DNA fragmentation index (DFI), a new biomarker to diagnose male infertility, is closely associated with poor reproductive outcomes. Previous research reported that seminal microbiome correlated with sperm DNA integrity, suggesting that the microbiome may be one of the causes of DNA damage in sperm. However, it has not been elucidated how the microbiota exerts their effects. Here, we used a combination of 16S rRNA sequencing and untargeted metabolomics techniques to investigate the role of microbiota in high sperm DNA fragmentation index (HDFI). We report that increased specific microbial profiles contribute to high sperm DNA fragmentation, thus implicating the seminal microbiome as a new therapeutic target for HDFI patients. Additionally, we found that the amount of Lactobacillus species was altered: Lactobacillus iners was enriched in HDFI patients, shedding light on the potential influence of L. iners on male reproductive health. Finally, we also identified enrichment of the acetyl-CoA fermentation to butanoate II and purine nucleobase degradation I in the high sperm DNA fragmentation samples, suggesting that butanoate may be the target metabolite of sperm DNA damage. These findings provide valuable insights into the complex interplay between microbiota and sperm quality in HDFI patients, laying the foundation for further research and potential clinical interventions.IMPORTANCEThe DNA fragmentation index (DFI) is a measure of sperm DNA fragmentation. Because high sperm DNA fragmentation index (HDFI) has been strongly associated with adverse reproductive outcomes, this has been linked to the seminal microbiome. Because the number of current treatments for HDFI is limited and most of them have no clear efficacy, it is critical to understand how semen microbiome exerts their effects on sperm DNA. Here, we evaluated the semen microbiome and its metabolites in patients with high and low sperm DNA fragmentation. We found that increased specific microbial profiles contribute to high sperm DNA fragmentation. In particular, Lactobacillus iners was uniquely correlated with high sperm DNA fragmentation. Additionally, butanoate may be the target metabolite produced by the microbiome to damage sperm DNA. Our findings support the interaction between semen microbiome and sperm DNA damage and suggest that seminal microbiome should be a new therapeutic target for HDFI patients.
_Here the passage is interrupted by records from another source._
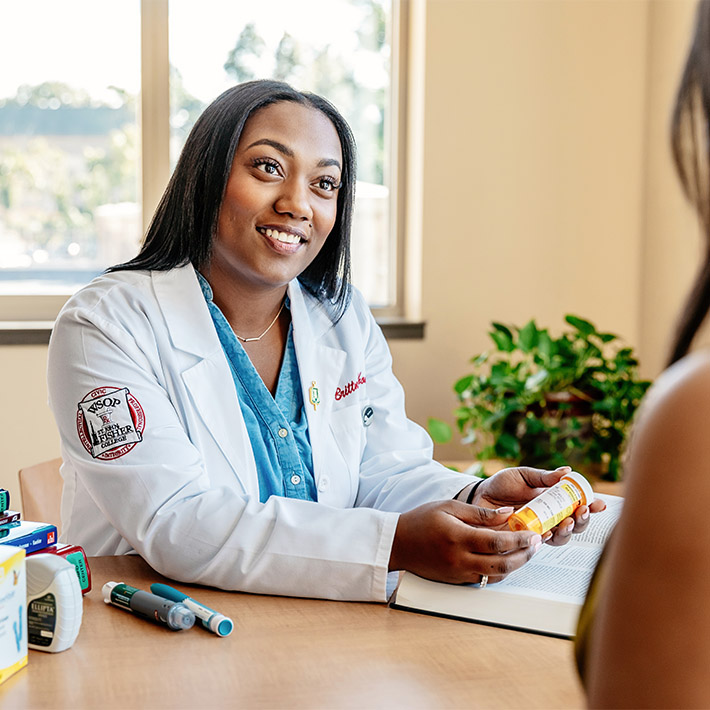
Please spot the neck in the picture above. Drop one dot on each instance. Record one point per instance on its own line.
(248, 310)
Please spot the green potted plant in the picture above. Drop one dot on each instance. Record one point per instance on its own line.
(543, 401)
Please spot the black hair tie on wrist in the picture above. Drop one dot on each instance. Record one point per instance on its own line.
(473, 490)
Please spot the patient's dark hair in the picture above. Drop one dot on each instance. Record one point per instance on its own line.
(690, 142)
(185, 223)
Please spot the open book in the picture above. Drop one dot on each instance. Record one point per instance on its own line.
(543, 596)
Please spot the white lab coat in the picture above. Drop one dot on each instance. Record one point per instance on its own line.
(185, 497)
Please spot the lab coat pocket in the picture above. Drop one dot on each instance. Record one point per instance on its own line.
(348, 433)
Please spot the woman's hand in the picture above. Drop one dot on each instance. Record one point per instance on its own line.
(450, 541)
(517, 486)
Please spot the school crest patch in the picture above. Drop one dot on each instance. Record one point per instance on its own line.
(110, 422)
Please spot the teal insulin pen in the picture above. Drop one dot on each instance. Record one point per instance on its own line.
(217, 623)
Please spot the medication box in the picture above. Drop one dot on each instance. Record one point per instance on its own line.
(13, 611)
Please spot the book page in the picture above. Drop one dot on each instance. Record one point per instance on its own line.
(564, 573)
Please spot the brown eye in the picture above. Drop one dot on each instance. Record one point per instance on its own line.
(267, 166)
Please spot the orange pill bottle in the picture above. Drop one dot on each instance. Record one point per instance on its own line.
(553, 505)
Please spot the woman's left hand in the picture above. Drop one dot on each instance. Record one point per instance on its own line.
(519, 485)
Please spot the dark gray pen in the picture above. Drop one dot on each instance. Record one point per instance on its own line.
(174, 615)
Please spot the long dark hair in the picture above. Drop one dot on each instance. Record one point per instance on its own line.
(185, 222)
(690, 143)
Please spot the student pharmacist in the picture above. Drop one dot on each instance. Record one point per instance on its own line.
(225, 400)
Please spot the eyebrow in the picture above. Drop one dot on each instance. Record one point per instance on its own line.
(285, 150)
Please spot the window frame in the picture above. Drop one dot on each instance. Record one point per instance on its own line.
(29, 318)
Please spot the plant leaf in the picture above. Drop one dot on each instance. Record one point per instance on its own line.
(439, 430)
(503, 341)
(535, 381)
(527, 339)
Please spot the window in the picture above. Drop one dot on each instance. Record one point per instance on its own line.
(72, 197)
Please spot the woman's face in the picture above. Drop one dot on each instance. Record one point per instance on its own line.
(281, 198)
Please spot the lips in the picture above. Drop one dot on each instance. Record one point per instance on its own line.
(282, 236)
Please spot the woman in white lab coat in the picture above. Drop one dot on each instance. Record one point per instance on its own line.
(225, 400)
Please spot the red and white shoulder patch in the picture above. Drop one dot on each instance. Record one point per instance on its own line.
(110, 422)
Keywords: 16S; RNA; metabolomics; microbiota; ribosomal.

Fig 1

Participants enrolled in the study.

Fig 2

Overview of cross-incubation and composition of the seminal microbiota. (A) The experimental workflow for cross-incubation. (B) Boxplots illustrating the level of DFI after cross-incubation with seminal plasma from HDFI or LDFI groups. (C) Boxplots comparing the Shannon index α-diversity of microbial communities in HDFI and LDFI groups. (D) Principal-component analysis plots of β-diversity in the two groups. Stacked plot of genus composition of HDFI and LDFI groups at the genus level (E) and species level (F).

Fig 3

Bioinformatic analysis of 16S rRNA gene sequencing data. (A) Linear discrimination analysis (LDA) effect size (LEfSe) analysis identified the microbes whose abundances significantly differed between the HDFI and LDFI groups. (B) Model candidates for disease discrimination were established using random forest model analysis. (C) Biplot of redundancy analysis (RDA) of the microbiota composition responding to the level of DFI. (D) Pie chart showing distribution proportions of different Lactobacillus species.

Fig 4

Functional alterations of the microbiota. Difference analyses of KEGG orthology (A–E) and metabolic pathways from all domains of life (metacyc) (F).

Fig 5

Metabolite composition and KEGG analysis. (A) Compositional patterns of metabolites in HDFI and HDFI groups. (B) Volcano plot showing differential metabolites between HDFI and HDFI groups. (C) Pie chart showing the percentage of the types of differential metabolites. KEGG analysis of upregulated (D) and downregulated differential metabolites (E).

Fig 6

The co-occurrence network of differential metabolites and microbiota.